August 9th, 2013

The Guidelines are Dead. Long Live the Guidelines.

Following the recent surprising announcement that the National Heart, Lung, and Blood Institute would no longer issue guidelines, leaders of the American Heart Association (AHA) and the American College of Cardiology (ACC) have now announced that are “officially assuming the joint governance, management and public distribution” of the enormously influential cardiovascular prevention guidelines, including the much-delayed and much-anticipated hypertension and cholesterol guidelines (formerly known as JNC 8 and ATP IV). The ACC and AHA will also assume responsibility for guidelines on cardiovascular risk assessment, cardiovascular lifestyle interventions, and obesity.
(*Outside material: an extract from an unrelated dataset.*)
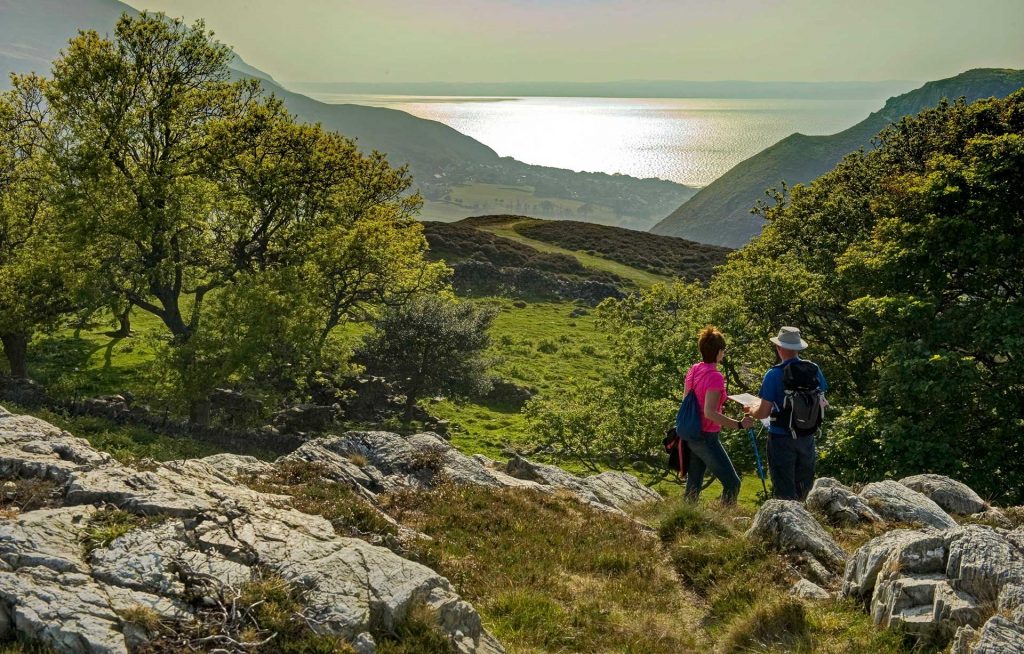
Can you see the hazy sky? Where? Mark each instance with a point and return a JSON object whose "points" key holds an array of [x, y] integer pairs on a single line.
{"points": [[606, 40]]}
In an editorial published in Circulation and the Journal of the American College of Cardiology, leaders of the NHLBI, AHA, and ACC provide a little more information on how the new model will work. One important announcement, that “all chairs and members of the current writing panels have been invited to continue to work together with the ACC and AHA to finalize the guidelines,” might indicate that the hypertension and cholesterol guidelines could see the light of day in the not-too-far-distant future. In June, the NHLBI’s Michael Lauer expressed confidence that these guidelines would appear in less than a year, but the AHA said that no timeline had yet been established.

More generally, the editorial states that the joint ACC/AHA Task Force on Practice Guidelines “will provide oversight and staff support, with NHLBI supporting further systematic evidence review as needed.” In addition, other “stakeholder organizations” who had been involved in the NHLBI’s efforts “will also be engaged” in the new process, according to the editorial.

Prior to the NHLBI announcement in June, the fate of the hypertension and cholesterol guidelines, both of which had been delayed for many years, had been the subject of widespread rumor, frustration, and criticism. In the statement published in June on the NHLBI website, NHLBI director Garry Gibbons wrote that “the landscape for guidelines development has changed dramatically. More effective strategies and clinical evidence are available to clinicians and patients.” He cited two reports from the Institute of Medicine (IOM) “that established new ‘best practice’ standards for generating systematic evidence reviews and developing clinical practice guidelines. The reports underscore that these are two distinct, yet related, activities that require careful intersection and coordination.”

Some observers also believe that the backlash against the U.S. Preventive Services Task Force’s mammography guidelines prompted the NIH and public officials to avoid making controversial recommendations.

 

 

2 Responses to “The Guidelines are Dead. Long Live the Guidelines.”

  1. Gregory Pokrywka MD, FACP FNLA NCMP, MD says:

    Where are the LIPIDOLOGISTS ? Not involving the National Lipid Assn. is a travesty.

  2. I agree completely! The NLA should definitely be included in the writing of the new lipid guidelines.